2023:Program/Submissions/Using LLMs to Overcome Bias: An Experiment - XJ8SN3

Title: Using LLMs to Overcome Bias: An Experiment

Speakers:

Clifford_Anderson

Clifford B. Anderson is Director of Digital Research at the Center of Theological Inquiry in Princeton, NJ. He is also Chief Digital Strategist at the Vanderbilt University Library. He holds a secondary appointment as Professor of Religious Studies in the College of Arts & Science at Vanderbilt University. Among other works, he is co-author of XQuery for Humanists (Texas A&M University Press, 2020) and editor of Digital Humanities and Libraries and Archives in Religious Studies (De Gruyter, 2022). He is on the steering committee of the Wikimedia and Libraries User Group and also an active member of the Women in Religion User Group.

Colleen D Hartung

Colleen D. Hartung, PhD, is co-founder and coordinator of the Women in Religion Wikipedia Project where she works to develop global programs to address gender bias on digital platforms like Wikipedia. She teaches people around the globe how to edit and write biographical entries about women in religion. She was the series editor for the Atla Women in Religion series and editor for a forthcoming book of biographies about women important in the history of the Parliament of the World’s Religions, published in conjunction with the Parliament of the World’s Religions and the United Nations. Colleen is also the author of a contribution to Polydoxy: Theology of Multiplicity and Relation titled “Faith and Polydoxy in the Whirlwind” (Routledge, 2012).
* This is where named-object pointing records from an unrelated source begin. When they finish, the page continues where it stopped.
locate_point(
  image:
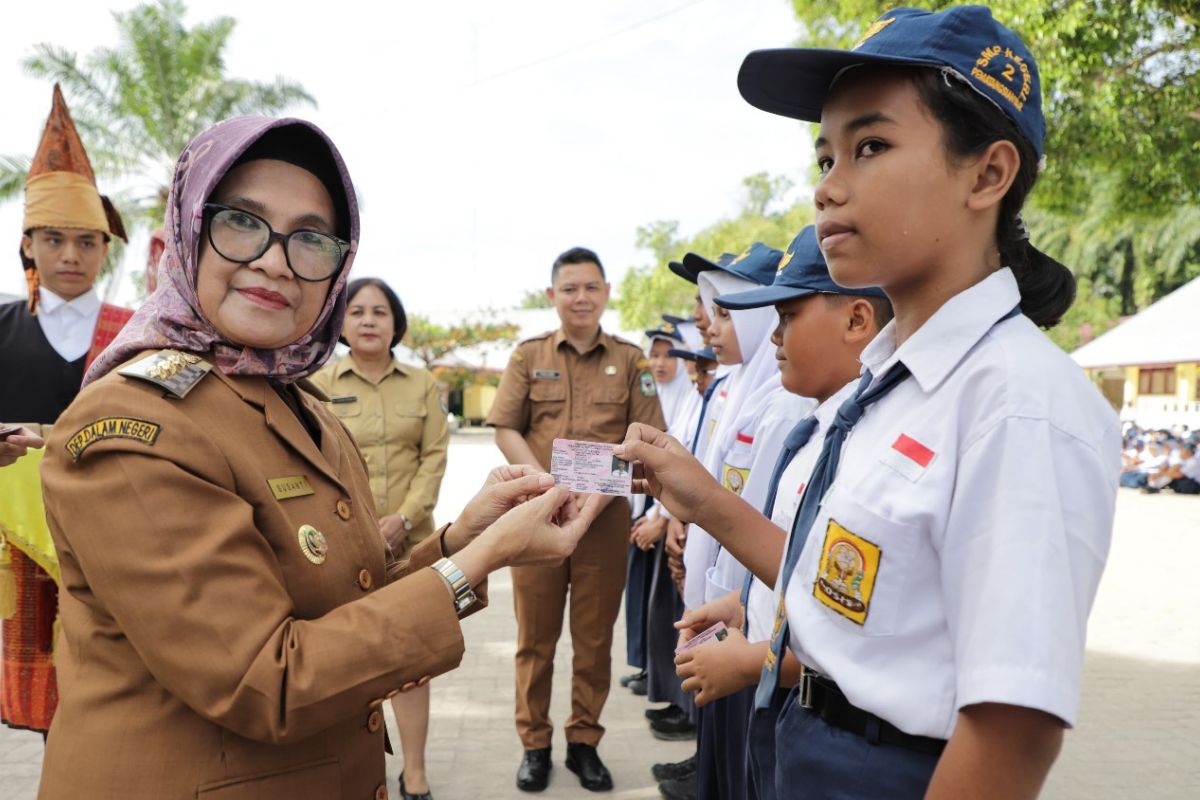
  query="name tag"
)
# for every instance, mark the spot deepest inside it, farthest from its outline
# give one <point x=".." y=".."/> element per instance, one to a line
<point x="292" y="486"/>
She is a homilist at Holy Wisdom Monastery outside of Madison, WI and Chair of the Board for the Benedictine Women of Madison.

Christine Meyer

Rosalind Hinton

Pretalx link

Etherpad link

Room:

Start time:

End time:

Type: Lecture

Track: Equity, Inclusion, and Community Health

Submission state: submitted

Duration: 29 minutes

Do not record: false

Presentation language: en

Abstract & description

Abstract

The potential for bias in artificial intelligence systems has been well-documented. But can artificial intelligence be used to rectify inequities as well? In this talk, members of the Women in Religion User Group discuss how large language models (LLMs) could counteract gender bias. Could the use of LLMs accelerate the improvement of gender representation on Wikipedia by assisting with common editorial tasks, such as transcribing oral histories, summarizing academic papers and news articles, and drafting initial versions of Wikipedia articles about notable women?

Description

The potential for bias in artificial intelligence systems has been well-documented (O’Neill 2016; Eubanks 2018; Noble 2018). But can artificial intelligence be used to rectify inequities as well? In this talk, members of the Women in Religion User Group analyze how large language models (LLMs) could address gender bias in the English-language Wikipedia. Could the use of LLMs accelerate the addition of articles about women in religion by assisting with common editorial tasks, such as transcribing oral histories, summarizing academic papers and news articles, and drafting initial versions of Wikipedia articles about notable women?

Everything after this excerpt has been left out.